Nachdem er selber Jurist ist, sagt er, man ist solange unschuldig bis die Schuld bewiesen ist - ! Und es sei ein so nettes Mädchen hinter der Kamera - fast unschuldig !!!! (und die Sexseiten auf denen sie zu finden ist wird von einem großen Unternehmen auf verschiedene Links verteilt - sie habe ihm ja mitgeteilt, dass sie viele Schulden abzahlen muss.....

Und die Absagen der Treffen seien immer "logisch"..... 

ich danke sehr für das Vorlegen dieser Beträge!
amauer


----------



## Anonymous (29 März 2005)

Reducal schrieb:
			
		

> amauer schrieb:
> 
> 
> 
> ...



Er läßt sich nach dem letzten Gespräch nicht beirren - ist fest davon überzeugt, dass diese Frau vom Livecamchat die Wahrheit sagt, dass sie ihn wirklich treffen möchte.  Sie sei aus Schwerte bei Dortmund und als er ihr anhand eines Stadplanes ihre genauere Adresse wissen wollte war sie gar nicht überrascht, dass er sich so mit ihr beschäftigte und da sie erzählte, dass sie viel jogge - war er auch wiederum überzeugt, dass sie die Wahrheit spricht, denn anhand dieses Planes sah man dort das Auengebiet in dem sie joggt.  Er sieht in ihren Aussagen keine Lüge.

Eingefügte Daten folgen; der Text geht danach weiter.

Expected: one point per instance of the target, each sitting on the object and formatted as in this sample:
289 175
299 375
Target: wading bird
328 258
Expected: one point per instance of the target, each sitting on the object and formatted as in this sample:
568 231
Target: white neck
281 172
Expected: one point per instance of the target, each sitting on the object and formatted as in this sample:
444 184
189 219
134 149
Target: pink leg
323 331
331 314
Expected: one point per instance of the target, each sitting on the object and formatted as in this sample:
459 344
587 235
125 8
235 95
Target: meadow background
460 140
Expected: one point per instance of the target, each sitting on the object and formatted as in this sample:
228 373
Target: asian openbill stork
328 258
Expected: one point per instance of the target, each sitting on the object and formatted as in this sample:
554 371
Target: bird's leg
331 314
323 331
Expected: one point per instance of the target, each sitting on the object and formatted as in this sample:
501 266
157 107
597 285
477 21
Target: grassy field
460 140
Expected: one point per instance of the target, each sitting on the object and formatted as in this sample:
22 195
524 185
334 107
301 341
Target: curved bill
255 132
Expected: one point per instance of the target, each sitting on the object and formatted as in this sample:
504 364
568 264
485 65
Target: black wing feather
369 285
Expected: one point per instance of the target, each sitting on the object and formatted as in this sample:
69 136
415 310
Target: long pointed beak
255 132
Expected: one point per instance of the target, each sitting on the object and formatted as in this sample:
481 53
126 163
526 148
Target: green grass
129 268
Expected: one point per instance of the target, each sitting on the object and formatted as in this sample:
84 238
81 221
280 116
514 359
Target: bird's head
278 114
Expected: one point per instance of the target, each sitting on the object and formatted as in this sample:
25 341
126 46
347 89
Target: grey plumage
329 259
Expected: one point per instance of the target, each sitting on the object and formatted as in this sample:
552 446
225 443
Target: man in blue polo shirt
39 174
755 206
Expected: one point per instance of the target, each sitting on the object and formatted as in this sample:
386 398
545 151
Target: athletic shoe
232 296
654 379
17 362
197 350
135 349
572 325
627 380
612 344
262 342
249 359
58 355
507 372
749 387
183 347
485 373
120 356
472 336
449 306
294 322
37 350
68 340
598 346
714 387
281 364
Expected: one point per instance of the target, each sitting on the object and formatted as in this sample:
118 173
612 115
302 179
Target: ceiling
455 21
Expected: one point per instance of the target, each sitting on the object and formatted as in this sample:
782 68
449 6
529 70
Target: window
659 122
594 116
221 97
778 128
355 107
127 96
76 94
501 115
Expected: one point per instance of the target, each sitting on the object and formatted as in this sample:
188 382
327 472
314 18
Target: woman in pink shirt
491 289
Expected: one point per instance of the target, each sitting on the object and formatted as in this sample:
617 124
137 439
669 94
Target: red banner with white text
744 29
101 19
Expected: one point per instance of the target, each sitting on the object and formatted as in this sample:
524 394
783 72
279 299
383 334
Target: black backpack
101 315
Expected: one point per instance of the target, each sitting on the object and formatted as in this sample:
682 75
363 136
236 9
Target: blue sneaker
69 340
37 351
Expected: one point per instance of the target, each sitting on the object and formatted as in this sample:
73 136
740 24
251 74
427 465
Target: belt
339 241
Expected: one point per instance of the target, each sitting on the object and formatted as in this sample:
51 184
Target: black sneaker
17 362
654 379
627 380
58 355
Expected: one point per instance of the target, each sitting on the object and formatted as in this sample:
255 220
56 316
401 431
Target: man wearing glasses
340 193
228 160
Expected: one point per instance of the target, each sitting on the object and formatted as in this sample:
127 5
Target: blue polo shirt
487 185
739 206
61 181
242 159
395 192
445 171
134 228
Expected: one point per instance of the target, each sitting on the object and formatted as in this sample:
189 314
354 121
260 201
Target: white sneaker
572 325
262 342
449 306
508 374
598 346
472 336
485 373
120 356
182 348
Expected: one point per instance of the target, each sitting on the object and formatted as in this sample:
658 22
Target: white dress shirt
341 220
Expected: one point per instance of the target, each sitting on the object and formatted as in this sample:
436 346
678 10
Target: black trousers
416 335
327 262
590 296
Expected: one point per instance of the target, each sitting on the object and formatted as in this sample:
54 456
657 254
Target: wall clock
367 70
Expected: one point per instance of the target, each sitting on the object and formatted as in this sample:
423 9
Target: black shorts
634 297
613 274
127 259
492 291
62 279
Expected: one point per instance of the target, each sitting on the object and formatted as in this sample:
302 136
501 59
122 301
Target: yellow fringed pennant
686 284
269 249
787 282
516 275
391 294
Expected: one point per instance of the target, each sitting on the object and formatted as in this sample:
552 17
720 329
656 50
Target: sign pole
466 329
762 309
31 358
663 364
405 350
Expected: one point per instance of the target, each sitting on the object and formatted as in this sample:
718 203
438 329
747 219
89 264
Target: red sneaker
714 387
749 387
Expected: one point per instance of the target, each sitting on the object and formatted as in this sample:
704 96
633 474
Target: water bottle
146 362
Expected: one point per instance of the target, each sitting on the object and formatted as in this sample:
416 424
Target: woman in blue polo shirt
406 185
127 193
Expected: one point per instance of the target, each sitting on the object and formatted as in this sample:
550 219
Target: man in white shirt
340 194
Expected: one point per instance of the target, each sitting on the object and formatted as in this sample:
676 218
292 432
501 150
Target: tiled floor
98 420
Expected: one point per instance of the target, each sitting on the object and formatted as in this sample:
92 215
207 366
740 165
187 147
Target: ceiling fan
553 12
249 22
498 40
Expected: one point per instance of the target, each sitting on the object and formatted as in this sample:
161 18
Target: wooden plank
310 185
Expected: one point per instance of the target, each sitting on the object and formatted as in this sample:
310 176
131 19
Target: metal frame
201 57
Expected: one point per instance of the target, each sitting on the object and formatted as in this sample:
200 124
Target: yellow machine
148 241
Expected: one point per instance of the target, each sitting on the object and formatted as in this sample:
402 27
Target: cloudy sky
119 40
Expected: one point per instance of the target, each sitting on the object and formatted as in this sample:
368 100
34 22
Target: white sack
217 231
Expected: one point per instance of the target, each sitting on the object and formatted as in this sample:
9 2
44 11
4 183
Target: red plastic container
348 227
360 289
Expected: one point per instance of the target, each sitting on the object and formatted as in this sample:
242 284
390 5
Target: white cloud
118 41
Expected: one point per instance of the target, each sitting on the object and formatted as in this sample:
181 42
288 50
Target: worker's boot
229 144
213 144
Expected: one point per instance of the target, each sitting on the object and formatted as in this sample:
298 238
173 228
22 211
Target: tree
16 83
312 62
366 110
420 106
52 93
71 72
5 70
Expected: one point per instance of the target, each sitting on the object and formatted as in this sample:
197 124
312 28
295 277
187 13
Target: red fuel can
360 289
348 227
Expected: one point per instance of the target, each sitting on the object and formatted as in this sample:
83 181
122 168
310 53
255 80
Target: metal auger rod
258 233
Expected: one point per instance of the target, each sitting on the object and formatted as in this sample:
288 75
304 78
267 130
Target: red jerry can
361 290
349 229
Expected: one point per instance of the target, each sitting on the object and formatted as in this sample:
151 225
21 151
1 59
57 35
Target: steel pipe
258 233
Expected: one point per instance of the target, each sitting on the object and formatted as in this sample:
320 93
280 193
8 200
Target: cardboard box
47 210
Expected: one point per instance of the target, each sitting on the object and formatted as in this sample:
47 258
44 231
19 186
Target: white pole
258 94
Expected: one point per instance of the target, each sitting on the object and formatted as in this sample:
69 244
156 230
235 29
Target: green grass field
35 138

Und die Frage warum sie denn nicht auf einen Messenger umsteigen der ja nichts kostet sagt sie sie kennt sich damit nicht aus - und läßt es zu das mein Bekannter den teuren Chat wählt - meine Frage wenn ich jemanden gern habe oder sogar liebe dann lasse ich es nicht zu dass er für mich bezahlt - was denken Sie darüber?


----------



## Reducal (29 März 2005)

... in dem Fall muss Ihr Bekannter da durch. Womöglich gibt es ja doch noch sowas wie Gerechtigkeit und ihm läuft irgendwo die Joggerin übern Weg. Aber wenn er das so will, dann ist es seine freie Entscheidung als (hoffentlich) mündiger Bürger und es sollte nicht Ihre Aufgabe sein, ihn zu bekehren - womöglich wäre das ja sogar falsch!?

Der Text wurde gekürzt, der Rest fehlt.